Second, since Member States are still free to define coverage by themselves, nothing prevents them from maintaining their autonomy by introducing detailed closed lists. This is a major flaw of the ‘rules for rights’ approach, since it creates an incentive for the Member States to impose limitations which will be in accordance with the EU law but still limit European social citizenship. The crucial standard used by the Court of Justice to judge Member State standards is non-discrimination, as demonstrated above. The non-discrimination standard, however, does not correspond well with social rights. Social rights, unlike negative civil rights, require a positive action on part of the Member States' policy makers.71 That action can be equalisation in two directions: either equalisation on higher level or equalisation on lower level.
Member States can limit their rules on coverage in general in order to prevent an EU law-imposed obligation to cover very expensive foreign treatments (even under foreign tariffs, according to the EU coordination regulations). However, excluding only specific treatments which are not available domestically could, presumably, be hard to justify to the Court of Justice as non-discriminatory. Therefore, the Member States may resort to excluding broader categories of treatments from their coverage, categories including both treatments available domestically but also the more expensive treatments available only abroad (for example, in vitro fertilisation, which the UK rations for a variety of clinical and ethical reasons but which is widely available in southern Europe). Reducing the coverage of health-care systems is not a step forward for social citizenship.

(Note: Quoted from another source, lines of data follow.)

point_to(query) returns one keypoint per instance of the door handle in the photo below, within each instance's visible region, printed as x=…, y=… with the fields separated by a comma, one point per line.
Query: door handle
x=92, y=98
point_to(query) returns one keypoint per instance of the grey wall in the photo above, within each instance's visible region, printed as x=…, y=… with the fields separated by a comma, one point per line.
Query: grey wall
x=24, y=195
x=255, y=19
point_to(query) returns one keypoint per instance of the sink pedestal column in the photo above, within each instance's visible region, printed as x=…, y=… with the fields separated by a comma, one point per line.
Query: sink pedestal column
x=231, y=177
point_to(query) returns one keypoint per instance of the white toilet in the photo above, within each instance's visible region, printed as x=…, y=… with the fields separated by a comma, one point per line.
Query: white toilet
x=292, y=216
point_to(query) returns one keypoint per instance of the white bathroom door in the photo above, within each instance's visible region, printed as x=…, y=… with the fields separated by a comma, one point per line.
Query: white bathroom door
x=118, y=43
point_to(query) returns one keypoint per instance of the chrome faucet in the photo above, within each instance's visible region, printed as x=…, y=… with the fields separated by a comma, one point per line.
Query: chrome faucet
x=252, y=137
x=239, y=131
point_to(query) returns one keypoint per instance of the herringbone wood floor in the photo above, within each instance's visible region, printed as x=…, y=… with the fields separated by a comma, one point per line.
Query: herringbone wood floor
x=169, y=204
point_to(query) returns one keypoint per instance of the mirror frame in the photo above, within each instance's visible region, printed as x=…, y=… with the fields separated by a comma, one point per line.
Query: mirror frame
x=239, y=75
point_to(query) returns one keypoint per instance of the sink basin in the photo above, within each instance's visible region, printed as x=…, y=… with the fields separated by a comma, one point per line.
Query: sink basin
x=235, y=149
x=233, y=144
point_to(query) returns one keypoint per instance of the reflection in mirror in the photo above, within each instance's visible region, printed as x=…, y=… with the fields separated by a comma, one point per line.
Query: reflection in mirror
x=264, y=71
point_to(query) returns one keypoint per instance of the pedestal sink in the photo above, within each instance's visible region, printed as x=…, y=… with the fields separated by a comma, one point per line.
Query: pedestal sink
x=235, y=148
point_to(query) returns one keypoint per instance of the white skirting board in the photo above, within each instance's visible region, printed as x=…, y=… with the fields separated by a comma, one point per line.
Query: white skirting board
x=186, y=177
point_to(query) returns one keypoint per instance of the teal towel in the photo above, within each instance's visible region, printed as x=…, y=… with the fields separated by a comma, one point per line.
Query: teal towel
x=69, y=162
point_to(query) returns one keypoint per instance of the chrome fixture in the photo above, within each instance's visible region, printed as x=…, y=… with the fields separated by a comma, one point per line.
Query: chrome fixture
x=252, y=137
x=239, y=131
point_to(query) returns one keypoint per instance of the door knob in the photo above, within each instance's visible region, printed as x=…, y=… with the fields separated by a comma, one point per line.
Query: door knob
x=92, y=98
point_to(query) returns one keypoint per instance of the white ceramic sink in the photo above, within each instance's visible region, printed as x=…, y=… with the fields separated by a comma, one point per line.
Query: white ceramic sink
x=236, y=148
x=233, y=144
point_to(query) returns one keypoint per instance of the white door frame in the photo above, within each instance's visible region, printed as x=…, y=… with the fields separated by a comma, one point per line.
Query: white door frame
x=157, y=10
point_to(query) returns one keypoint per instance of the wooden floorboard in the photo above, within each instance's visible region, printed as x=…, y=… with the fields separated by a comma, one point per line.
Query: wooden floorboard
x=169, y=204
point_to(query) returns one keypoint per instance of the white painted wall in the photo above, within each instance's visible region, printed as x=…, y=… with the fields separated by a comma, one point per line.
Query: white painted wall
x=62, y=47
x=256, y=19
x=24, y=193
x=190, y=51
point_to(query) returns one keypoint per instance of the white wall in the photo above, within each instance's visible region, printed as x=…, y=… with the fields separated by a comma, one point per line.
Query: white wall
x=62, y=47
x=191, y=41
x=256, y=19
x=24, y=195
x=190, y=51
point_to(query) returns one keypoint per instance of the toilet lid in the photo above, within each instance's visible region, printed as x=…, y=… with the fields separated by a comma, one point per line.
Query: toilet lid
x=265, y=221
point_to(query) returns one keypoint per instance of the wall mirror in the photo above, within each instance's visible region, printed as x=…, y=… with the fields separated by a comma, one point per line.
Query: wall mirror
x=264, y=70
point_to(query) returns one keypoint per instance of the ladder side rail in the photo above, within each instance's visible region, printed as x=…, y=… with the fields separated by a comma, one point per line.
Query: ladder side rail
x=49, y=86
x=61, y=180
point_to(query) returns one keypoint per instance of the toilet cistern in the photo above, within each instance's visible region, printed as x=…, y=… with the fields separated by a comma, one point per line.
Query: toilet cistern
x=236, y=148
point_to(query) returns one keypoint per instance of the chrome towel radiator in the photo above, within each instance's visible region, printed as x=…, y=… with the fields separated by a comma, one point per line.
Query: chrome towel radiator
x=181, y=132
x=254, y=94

Third, the fact that the Court of Justice introduces a common European standard of effectiveness (according to international science), may seem to go a bit further than the ‘rules for rights’ approach identified in this article. This European standard is given priority in a sense that an individual is entitled to a most effective health care for his/her individual condition within the framework of national social security coverage broadly interpreted. The problem is that the rules for rights approach might still rule out health policies that look ethical and sensible but violate the emerging rules.

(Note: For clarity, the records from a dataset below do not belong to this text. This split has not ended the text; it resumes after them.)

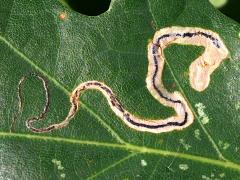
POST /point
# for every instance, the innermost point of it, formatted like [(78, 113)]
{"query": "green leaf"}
[(111, 48)]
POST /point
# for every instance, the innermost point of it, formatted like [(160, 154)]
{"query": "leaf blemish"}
[(143, 163), (223, 145), (183, 167), (200, 71), (197, 134), (59, 166), (62, 16), (184, 144), (202, 115)]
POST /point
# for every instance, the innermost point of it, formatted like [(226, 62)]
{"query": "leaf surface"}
[(111, 48)]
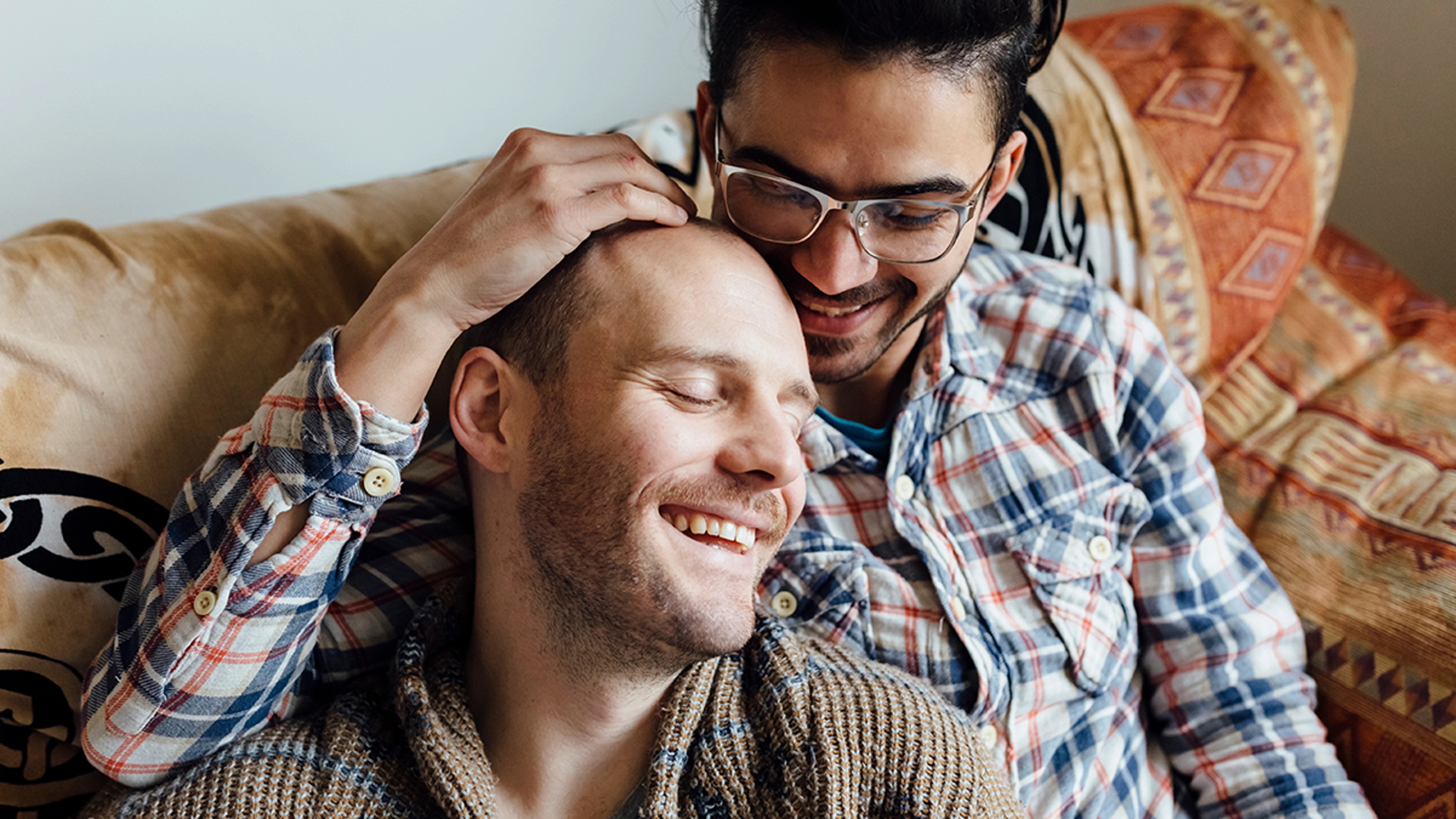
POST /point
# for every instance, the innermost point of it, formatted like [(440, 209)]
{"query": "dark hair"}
[(999, 43)]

An example of the latter problem is the standard of Quality Adjusted Life Years (QALY) which is an index of survival that is adjusted to account for the patient's quality of life during this time, or, in other words, number of extra months or years of life of a reasonable quality a person might gain as a result of treatment.72 This standard is used by the National Institute for Health and Clinical Excellence, which evaluates new medical technologies on cost-effectiveness basis for the English NHS, and whose positive evaluation means the PCTs must allocate part of their resources to fund the approved treatment.73
If an extremely expensive treatment may prolong one's life for two months, should it be covered or not? According to the Court of Justice logic of giving priority to absolute needs, the answer is affirmative. However, the problem is that social security is not only about patients who seek treatments abroad but also affects other patients whose treatments will not be funded, or the funding will be delayed, because of the EU law obligation to cover the foreign treatment. What legal (legislative) technique should be used by the Member States to implement standards like QALYs within their systems?
The application of the effectiveness standard in the area of social citizenship highlights another distinction between the positive social rights and generally negative rights of free movement (negative in a sense that the Member States must refrain from imposing obstacles to free movement across Member States borders).